Are differences in geography behind the differences in absolute advantages?
Why does the United States not have an absolute advantage in coffee?
Look at Exercise 20.2. Compute the opportunity costs of producing sweaters and wine in both France and Tunisia. Who has the lowest opportunity cost of producing sweaters and who has the lowest opportunity cost of producing wine? Explain what it means to have a lower opportunity cost.
You just overheard your friend say the following: “Poor countries like Malawi have no absolute advantages. They have poor soil, low investments in formal education and hence low-skill workers, no capital, and no natural resources to speak of. Because they have no advantage, they cannot benefit from trade.” How would you respond?
Look at Table 20.9. Is there a range of trades for which there will be no gains?
You just got a job in Washington, D.C. You move into an apartment with some acquaintances. All your roommates, however, are slackers and do not clean up after themselves. You, on the other hand, can clean faster than each of them. You determine that you are 70% faster at dishes and 10% faster with vacuuming. All of these tasks have to be done daily. Which jobs should you assign to your roommates to get the most free time overall? Assume you have the same number of hours to devote to cleaning. Now, since you are faster, you seem to get done quicker than your roommate. What sorts of problems may this create? Can you imagine a trade-related analogy to this problem?

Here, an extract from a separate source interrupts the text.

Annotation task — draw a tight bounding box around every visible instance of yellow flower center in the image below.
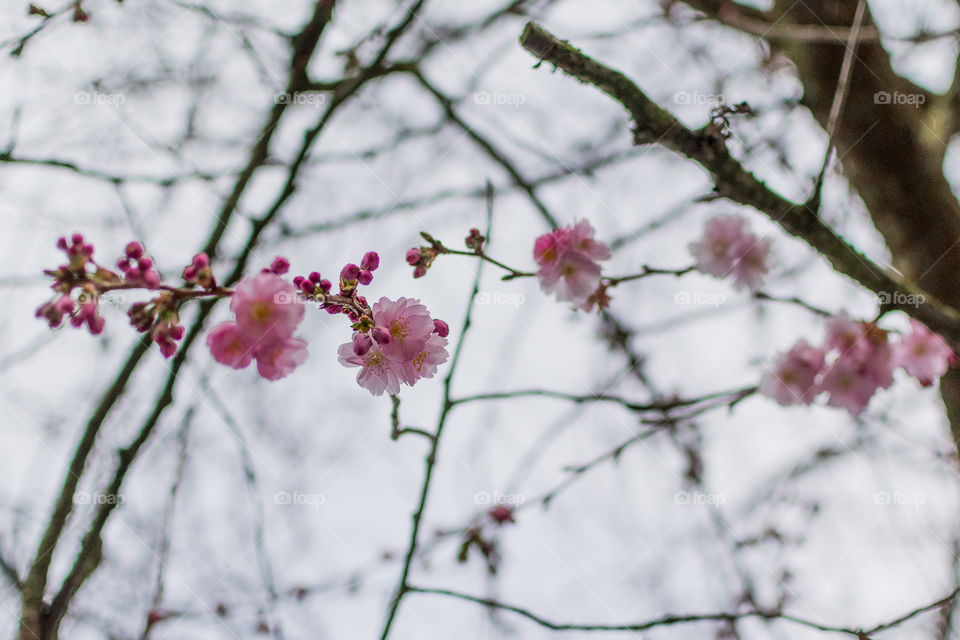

Does intra-industry trade contradict the theory of comparative advantage?
Do consumers benefit from intra-industry trade?
Why might intra-industry trade seem surprising from the point of view of comparative advantage?
In World Trade Organization meetings, what do you think low-income countries lobby for?
Why might a low-income country put up barriers to trade, such as tariffs on imports?
Can a nation’s comparative advantage change over time? What factors would make it change?